On UNIX, the gzip utility is typically used one of two ways:
gzip file
compresses file
turning it into file.gz
.
... | gzip | ...
(or something similar) which writes a compressed version of its standard input to its standard output.
I suspect that you are doing the equivalent of the latter, with the java application as both the source of the gzip
command's input and the destination of its output. And this is the precisely the scenario that can lock up ... if the java application is not implemented correctly. For instance:
Process proc = Runtime.exec(...); // gzip.exe pathname.
OutputStream out = proc.getOutputStream();
while (...) {
out.write(...);
}
out.flush();
InputStream in = proc.getInputStream();
while (...) {
in.read(...);
}
If the write phase of the application above writes too much data, it is guaranteed to lockup.

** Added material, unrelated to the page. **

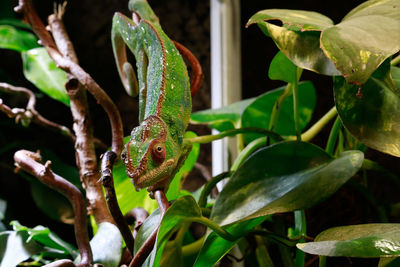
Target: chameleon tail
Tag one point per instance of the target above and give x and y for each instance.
(143, 9)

Communication between the java application and gzip
is via two pipes. As I stated above, a pipe will buffer a certain amount of data, but that amount is relatively small, and certainly bounded. This is the cause of the lockup. Here is what happens:
- The
gzip
process is creates with a pair of pipes connecting it to the Java application process.
- The Java application writes data to its
out
stream
- The
gzip
processes reads that data from its standard input, compresses it and writes to its standard output.
- Steps 2. and 3. are repeated a few times, until finally the
gzip
processes attempt to write to its standard output blocks.
What has been happening is that gzip
has been writing into its output pipe, but nothing has been reading from it. Eventually, we reach the point where we've exhausted the output pipe's buffer capacity, and the write to the pipe blocks.
Meanwhile, the Java application is still writing to the out
Stream, and after a couple more rounds, this too blocks because we've filled the other pipe.
The only solution is for the Java application to read and write at the same time. The simple way to do this is to create a second thread and do the writing to the external process from one thread and the reading from the process in the other one.
(Changing the Java buffering or the Java read / write sizes won't help. The buffering that matters is in the OS implementations of the pipes, and there's no way to change that from pure Java, if at all.)